As a medical student at UCSD, and then during an internship and residencies in Baltimore and San Francisco, Hertzka said he first became aware of politics' influence over medicine when he learned of proposals to let nurse practitioners prescribe drugs.
"You can argue that issue and yell 'turf battle' and all that, but just genuinely I thought this was the stupidest thing I'd ever heard of. To just turn these nurses loose to set up shop next to the chiropractor in the mini-mall?
"And it passed the state Assembly in California. It just blew me away. Anything can happen, I was thinking."
The proposal eventually died in California, but Hertzka remained politically galvanized.
As chairman of the San Diego County Medical Society's legislative committee, he leads a delegation of doctors every spring to the Legislature. He also is active in the state medical society and attends as many political open houses and fund-raisers as he can.
This has made Hertzka a familiar face to San Diego's delegation to Sacramento, Assemblywoman Tricia Hunter (R-Bonita) told the students at a class meeting in late November.
"There's not a legislator in town that doesn't know Robert. He's someone who's been very, very visible in the legislative process," Hunter said.
Hertzka's friendly but blunt style also gives him the reputation as someone who can be trusted to tell the truth about a bill's impact when a lobbyist wouldn't, she said.
"We've disagreed on pieces of legislation, but, if I call Robert about a bill--even if he knows that by telling me that I won't vote for it--he'll tell me. And I know that. That relationship is there."

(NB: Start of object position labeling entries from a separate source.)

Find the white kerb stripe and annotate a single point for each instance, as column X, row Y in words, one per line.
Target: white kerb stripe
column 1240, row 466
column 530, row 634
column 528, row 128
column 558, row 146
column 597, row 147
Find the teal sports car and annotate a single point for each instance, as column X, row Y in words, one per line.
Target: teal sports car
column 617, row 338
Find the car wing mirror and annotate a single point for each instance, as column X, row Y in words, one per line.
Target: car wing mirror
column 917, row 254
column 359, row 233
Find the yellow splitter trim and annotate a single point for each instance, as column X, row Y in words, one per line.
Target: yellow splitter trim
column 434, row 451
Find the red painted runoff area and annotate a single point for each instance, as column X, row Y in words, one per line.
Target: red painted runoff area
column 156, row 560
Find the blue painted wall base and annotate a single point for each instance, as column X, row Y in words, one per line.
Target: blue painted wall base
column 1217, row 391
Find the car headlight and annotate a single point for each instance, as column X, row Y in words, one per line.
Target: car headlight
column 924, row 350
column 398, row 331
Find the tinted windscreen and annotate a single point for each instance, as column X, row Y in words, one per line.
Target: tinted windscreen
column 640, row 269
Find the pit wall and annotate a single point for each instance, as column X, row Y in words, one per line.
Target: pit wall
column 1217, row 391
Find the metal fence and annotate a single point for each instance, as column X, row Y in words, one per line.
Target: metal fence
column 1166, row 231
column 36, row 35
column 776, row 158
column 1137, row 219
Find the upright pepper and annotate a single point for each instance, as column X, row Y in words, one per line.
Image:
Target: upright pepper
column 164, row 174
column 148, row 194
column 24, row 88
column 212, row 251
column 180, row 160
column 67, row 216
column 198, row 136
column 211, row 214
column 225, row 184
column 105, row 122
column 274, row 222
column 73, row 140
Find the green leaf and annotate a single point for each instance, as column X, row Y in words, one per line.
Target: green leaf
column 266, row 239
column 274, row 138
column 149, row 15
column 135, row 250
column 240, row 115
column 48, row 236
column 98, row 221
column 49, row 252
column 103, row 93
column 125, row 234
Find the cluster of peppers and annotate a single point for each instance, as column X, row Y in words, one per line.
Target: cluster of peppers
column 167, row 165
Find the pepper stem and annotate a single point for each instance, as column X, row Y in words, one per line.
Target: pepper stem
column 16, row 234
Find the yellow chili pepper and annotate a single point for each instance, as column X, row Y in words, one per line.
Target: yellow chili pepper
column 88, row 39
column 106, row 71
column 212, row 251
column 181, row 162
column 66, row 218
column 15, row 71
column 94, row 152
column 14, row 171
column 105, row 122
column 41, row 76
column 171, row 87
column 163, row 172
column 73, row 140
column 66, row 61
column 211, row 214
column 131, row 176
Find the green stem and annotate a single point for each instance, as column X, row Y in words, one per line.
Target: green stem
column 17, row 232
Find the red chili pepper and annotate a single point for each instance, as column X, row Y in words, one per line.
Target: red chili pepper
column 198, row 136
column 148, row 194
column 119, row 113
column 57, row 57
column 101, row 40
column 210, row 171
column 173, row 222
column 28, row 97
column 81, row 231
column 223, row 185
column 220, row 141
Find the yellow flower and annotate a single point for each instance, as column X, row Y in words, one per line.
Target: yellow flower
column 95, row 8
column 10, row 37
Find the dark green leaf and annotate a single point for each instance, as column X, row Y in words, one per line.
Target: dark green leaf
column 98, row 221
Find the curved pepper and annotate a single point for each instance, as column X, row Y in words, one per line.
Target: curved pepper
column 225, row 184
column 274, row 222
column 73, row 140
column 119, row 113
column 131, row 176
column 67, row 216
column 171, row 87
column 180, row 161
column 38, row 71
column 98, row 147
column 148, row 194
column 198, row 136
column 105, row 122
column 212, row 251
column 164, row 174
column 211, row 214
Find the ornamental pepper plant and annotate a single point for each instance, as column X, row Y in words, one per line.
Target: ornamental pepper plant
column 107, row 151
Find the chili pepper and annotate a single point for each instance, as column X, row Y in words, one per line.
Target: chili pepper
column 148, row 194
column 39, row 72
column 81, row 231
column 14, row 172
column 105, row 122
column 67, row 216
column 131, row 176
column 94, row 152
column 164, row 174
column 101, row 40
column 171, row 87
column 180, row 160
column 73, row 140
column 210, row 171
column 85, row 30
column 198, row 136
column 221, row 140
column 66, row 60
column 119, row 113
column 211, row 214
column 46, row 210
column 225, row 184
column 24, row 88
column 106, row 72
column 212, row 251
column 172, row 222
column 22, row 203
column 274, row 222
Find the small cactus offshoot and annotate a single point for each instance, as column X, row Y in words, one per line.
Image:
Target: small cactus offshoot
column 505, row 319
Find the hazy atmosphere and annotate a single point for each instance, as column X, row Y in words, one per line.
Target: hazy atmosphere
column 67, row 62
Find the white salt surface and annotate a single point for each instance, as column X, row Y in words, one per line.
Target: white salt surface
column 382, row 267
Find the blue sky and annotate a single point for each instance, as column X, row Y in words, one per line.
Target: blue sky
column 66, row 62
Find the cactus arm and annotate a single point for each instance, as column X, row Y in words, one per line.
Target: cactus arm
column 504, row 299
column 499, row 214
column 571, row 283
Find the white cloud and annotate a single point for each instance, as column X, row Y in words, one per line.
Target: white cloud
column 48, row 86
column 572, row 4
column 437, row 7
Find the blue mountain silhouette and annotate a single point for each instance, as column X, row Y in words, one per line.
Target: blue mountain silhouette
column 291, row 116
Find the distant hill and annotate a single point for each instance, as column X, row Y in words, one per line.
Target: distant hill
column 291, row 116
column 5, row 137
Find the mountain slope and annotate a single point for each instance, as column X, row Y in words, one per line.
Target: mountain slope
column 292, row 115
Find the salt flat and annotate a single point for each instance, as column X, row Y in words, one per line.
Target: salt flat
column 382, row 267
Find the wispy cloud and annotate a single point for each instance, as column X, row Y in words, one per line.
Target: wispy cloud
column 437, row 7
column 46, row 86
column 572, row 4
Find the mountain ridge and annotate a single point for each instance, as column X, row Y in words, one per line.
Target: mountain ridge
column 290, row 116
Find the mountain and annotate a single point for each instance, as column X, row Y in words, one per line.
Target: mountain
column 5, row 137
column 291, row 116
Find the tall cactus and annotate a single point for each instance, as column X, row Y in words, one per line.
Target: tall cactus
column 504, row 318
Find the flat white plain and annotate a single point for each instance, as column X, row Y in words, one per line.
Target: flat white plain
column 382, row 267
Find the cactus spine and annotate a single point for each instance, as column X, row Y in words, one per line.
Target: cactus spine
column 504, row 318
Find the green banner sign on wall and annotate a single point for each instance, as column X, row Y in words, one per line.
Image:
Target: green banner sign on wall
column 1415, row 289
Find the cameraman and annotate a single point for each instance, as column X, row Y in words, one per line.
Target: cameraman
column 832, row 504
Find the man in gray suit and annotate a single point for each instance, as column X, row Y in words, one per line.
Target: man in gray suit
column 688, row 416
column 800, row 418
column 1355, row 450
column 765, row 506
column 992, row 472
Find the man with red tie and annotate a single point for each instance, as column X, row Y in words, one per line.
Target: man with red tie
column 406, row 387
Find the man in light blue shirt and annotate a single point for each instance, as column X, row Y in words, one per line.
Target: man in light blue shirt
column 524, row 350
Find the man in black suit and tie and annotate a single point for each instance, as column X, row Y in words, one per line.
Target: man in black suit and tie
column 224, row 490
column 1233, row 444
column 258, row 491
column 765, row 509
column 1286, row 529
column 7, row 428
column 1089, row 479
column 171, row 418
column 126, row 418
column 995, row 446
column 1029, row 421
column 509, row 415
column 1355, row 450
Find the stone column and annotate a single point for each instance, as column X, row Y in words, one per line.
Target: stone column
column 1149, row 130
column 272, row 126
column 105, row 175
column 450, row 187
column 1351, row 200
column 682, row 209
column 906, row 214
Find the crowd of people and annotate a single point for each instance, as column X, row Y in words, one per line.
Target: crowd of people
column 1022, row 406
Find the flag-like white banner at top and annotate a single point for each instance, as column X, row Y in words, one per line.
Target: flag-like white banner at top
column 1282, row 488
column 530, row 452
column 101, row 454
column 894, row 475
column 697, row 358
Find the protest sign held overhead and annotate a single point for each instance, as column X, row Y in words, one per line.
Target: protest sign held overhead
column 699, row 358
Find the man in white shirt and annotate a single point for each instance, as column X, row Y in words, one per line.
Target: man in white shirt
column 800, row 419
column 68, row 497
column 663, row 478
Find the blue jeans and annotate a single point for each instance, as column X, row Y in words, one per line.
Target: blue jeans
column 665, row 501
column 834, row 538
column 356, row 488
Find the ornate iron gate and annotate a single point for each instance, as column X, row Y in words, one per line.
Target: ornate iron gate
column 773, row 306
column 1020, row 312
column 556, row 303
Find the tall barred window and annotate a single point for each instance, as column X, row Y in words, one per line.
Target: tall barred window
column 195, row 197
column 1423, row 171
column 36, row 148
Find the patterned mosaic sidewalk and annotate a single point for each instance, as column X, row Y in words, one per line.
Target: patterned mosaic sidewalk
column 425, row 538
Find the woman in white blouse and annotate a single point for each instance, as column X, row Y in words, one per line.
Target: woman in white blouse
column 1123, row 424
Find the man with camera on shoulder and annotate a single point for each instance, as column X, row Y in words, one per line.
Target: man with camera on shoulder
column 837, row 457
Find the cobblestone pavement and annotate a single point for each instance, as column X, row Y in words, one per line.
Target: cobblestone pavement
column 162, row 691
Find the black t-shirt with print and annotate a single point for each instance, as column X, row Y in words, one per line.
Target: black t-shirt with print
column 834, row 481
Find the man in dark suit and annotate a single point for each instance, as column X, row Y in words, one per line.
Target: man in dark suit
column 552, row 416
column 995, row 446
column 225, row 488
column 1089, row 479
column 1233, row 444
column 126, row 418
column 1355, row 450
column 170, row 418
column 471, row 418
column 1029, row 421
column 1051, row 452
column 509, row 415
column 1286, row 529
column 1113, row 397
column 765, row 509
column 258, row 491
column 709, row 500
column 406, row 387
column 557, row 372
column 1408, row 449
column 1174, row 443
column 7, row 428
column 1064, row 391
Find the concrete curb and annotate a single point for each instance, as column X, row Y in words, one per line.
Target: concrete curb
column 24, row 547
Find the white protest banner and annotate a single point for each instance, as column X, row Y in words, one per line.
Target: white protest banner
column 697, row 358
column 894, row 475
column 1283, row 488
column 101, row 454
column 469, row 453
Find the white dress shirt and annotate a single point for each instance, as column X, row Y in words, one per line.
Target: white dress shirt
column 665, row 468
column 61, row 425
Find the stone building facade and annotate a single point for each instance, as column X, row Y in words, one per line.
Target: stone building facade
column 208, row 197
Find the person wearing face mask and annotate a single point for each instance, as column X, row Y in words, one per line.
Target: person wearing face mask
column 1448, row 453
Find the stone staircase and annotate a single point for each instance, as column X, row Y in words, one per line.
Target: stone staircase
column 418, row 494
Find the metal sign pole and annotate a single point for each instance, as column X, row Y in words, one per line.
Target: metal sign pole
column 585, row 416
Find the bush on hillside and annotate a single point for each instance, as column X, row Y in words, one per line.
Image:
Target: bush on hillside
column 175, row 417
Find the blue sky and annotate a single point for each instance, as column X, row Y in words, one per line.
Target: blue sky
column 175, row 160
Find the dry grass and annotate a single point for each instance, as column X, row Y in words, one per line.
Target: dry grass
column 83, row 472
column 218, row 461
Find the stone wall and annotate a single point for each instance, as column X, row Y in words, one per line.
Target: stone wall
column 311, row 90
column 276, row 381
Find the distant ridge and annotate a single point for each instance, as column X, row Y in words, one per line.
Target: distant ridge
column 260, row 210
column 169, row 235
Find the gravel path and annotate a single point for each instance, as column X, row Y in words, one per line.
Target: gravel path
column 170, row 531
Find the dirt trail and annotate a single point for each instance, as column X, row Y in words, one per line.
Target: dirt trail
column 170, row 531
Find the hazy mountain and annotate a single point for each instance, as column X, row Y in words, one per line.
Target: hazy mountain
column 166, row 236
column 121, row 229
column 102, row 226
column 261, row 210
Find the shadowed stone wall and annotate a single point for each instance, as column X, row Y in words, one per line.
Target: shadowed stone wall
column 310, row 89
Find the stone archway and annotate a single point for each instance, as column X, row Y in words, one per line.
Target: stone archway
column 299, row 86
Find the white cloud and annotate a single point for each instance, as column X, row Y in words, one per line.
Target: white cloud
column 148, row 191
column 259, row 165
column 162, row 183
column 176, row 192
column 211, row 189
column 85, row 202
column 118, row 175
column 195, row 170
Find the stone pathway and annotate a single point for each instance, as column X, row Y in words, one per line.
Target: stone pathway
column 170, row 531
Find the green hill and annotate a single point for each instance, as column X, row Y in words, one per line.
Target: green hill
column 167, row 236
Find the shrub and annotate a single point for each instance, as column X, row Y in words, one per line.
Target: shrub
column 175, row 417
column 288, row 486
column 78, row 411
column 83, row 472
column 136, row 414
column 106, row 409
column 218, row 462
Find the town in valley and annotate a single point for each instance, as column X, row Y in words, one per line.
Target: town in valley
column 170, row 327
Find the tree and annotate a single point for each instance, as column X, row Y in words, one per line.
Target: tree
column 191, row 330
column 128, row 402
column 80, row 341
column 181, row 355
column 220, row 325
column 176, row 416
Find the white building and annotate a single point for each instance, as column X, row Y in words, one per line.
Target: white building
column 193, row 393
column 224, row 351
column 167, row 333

How can a doctor who runs a busy surgical center and has a physician wife, Dr. Jean Olson, and young sons, Andy and Daniel, find time to stay current on medical politics?
"Personally, I need about four hours sleep a night. And most nights, once the kids are in bed at 9, from about 9 to 1 I'm doing something related to all this," Hertzka said. "I read mostly the standard things that a lot of doctors read--but I really read them, particularly the health policy articles."
The medical politics course Hertzka teaches is an elective, so must fit into the 20 total elective course units that medical students take.
Held at night in the fall term, it consists largely of presentations by people involved in the medical politics process, such as legislators, health-care lobbyists and political consultants. The only tests students take are of the consciousness-raising variety--like a true-false quiz on proposals they are surprised to learn have already become law.
But attending a course at night, when they could be studying for more basic courses, is a sacrifice for first-year students, he said.
"So to the students who do politics rather than a simpler elective that meets at a convenient time--it's a big deal," he said. "The kind of people who take this class are the kind who think they're going to graduate and go to Nicaragua and run free clinics or something."
Hertzka clearly has viewpoints about health care and what should be done to improve it. He supports the California Medical Assn.'s proposal to solve the problem of uninsured Californians with mandatory employer-based health insurance, rather than a government-run program paid for through payroll taxes. The latter is being advocated by a consumer group called Health Access.
But Hertzka goes out of his way to give both sides their due, because he says the process is the most important thing.
"Apathy is the worst thing," he said. "I'll take being out-argued by sincere people all the time over that."